Monday, September 29, 2008

A Reflection of: Regarding the Pain of Others by Susan Sontag

I happened to find this book to be very interesting, not through its dense amount of examples but for the underlying point that I gathered from it. Is a photograph ever truly an accurate depiction of what occurred in the past? Or like many of the pictures that depict war something else. Not quite hoax, yet not grounded in reality either. I always think the saying “a picture is worth a thousand words” to be funny, because I always like to think what someone is really trying to convey is that a picture may very well be worth that many words, yet in such a large number there can be room for just about anything. A picture can in fact capture our past, yet to what accuracy? It cannot convey emotions as well as people think, what if the terror stricken woman was told to pose that way by the photographer? Would a person be angry at the photographer for capturing a lie, or with themselves for the emotion the picture elicited in them? I would be angry at myself, for allowing myself to be subjected to yet another form of media, which coming from my background is almost always rooted in lies. As for the book itself, I really did not personally care for it, perhaps instead of naming countless examples of such photographs; maybe a wiser idea would have been to actually show the examples.
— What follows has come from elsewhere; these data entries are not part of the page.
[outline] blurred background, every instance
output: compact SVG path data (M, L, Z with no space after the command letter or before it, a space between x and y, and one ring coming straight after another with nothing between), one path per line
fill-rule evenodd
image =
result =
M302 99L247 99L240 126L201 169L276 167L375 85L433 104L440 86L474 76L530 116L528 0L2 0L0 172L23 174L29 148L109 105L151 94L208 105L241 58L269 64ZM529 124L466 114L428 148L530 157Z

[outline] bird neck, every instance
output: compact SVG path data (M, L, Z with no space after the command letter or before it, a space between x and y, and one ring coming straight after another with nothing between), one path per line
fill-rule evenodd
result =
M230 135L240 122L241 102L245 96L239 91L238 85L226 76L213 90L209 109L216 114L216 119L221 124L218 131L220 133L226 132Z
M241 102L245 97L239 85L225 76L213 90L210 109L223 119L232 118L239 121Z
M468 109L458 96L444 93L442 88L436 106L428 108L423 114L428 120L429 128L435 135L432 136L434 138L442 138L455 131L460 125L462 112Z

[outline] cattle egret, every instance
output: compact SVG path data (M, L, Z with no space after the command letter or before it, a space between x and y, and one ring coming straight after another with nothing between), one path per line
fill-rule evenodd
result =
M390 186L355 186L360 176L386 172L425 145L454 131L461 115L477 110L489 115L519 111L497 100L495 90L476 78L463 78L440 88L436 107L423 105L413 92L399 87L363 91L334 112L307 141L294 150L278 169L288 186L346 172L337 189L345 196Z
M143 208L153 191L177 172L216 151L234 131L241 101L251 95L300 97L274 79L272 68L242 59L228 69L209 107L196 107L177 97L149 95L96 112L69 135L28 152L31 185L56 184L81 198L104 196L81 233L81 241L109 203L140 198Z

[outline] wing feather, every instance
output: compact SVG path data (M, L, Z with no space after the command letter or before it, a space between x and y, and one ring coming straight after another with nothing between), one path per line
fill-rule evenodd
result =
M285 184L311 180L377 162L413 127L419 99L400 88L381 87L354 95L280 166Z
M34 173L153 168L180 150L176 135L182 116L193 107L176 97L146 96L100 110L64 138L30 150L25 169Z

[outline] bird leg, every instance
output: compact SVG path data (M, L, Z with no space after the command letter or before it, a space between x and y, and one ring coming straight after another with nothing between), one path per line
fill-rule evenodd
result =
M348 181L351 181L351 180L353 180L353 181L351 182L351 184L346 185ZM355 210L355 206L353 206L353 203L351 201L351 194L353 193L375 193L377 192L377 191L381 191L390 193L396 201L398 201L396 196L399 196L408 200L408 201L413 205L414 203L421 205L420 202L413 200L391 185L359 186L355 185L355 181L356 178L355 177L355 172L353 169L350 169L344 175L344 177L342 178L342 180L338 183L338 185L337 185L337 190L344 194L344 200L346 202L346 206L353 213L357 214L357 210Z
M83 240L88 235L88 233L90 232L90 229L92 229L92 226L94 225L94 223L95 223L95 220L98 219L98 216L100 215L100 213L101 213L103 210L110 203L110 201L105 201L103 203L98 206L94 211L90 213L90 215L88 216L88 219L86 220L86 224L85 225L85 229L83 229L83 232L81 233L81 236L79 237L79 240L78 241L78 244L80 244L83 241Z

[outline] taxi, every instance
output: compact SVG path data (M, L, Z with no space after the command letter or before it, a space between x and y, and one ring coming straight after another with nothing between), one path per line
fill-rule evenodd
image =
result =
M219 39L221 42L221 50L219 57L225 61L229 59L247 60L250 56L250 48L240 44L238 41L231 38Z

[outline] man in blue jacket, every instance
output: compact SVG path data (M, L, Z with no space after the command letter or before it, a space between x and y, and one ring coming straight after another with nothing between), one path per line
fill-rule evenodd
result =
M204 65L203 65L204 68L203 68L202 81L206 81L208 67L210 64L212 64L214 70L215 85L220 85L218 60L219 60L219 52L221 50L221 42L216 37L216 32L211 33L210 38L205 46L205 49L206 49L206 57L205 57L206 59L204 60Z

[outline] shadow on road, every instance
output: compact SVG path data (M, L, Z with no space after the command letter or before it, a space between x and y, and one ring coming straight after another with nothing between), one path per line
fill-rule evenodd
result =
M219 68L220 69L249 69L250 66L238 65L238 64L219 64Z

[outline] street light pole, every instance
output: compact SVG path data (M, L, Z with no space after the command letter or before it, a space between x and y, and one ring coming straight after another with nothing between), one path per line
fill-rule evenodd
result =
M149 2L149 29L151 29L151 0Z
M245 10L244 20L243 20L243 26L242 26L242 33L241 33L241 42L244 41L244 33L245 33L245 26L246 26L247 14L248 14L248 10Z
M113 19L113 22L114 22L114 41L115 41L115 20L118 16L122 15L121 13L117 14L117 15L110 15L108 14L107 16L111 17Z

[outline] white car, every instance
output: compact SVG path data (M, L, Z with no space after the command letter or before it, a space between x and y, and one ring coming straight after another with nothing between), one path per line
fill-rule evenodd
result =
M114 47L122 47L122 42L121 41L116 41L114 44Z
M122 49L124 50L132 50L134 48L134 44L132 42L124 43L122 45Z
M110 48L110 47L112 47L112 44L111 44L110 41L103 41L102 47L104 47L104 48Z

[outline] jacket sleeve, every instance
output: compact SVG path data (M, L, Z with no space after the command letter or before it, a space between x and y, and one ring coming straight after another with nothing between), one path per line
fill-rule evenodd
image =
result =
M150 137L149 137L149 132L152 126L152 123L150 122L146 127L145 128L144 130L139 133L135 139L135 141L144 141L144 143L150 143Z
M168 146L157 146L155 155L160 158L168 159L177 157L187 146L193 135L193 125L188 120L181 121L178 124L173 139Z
Unless you are indeed majoring in photography or mayhap an avid hobbyist, who I am neither, I believe it is safe to suffice that at least for myself I found the book to be a bit hard to follow. Purely through it’s over usage of examples. In a way I believe the sheer amount of them diluted and shrouded the main points that Sontag was trying to convey. Outside of that, I really don’t have much else to say regarding this text because I drew very little from it. I do however agree that photographs are a powerful tool of depiction that can often elicit strange and unexplainable feelings when viewed by an audience. It is true, and intriguing that we as a race find some sort of sadistic pleasure in the pain of others. I personally can’t stand when traffic comes to a turtles pace whenever there happens to be an accident or even a ticketing. We are in some odd way fueled by others misery and pain. I sadly must agree, even I at times stop to stare at the gruesomeness of life.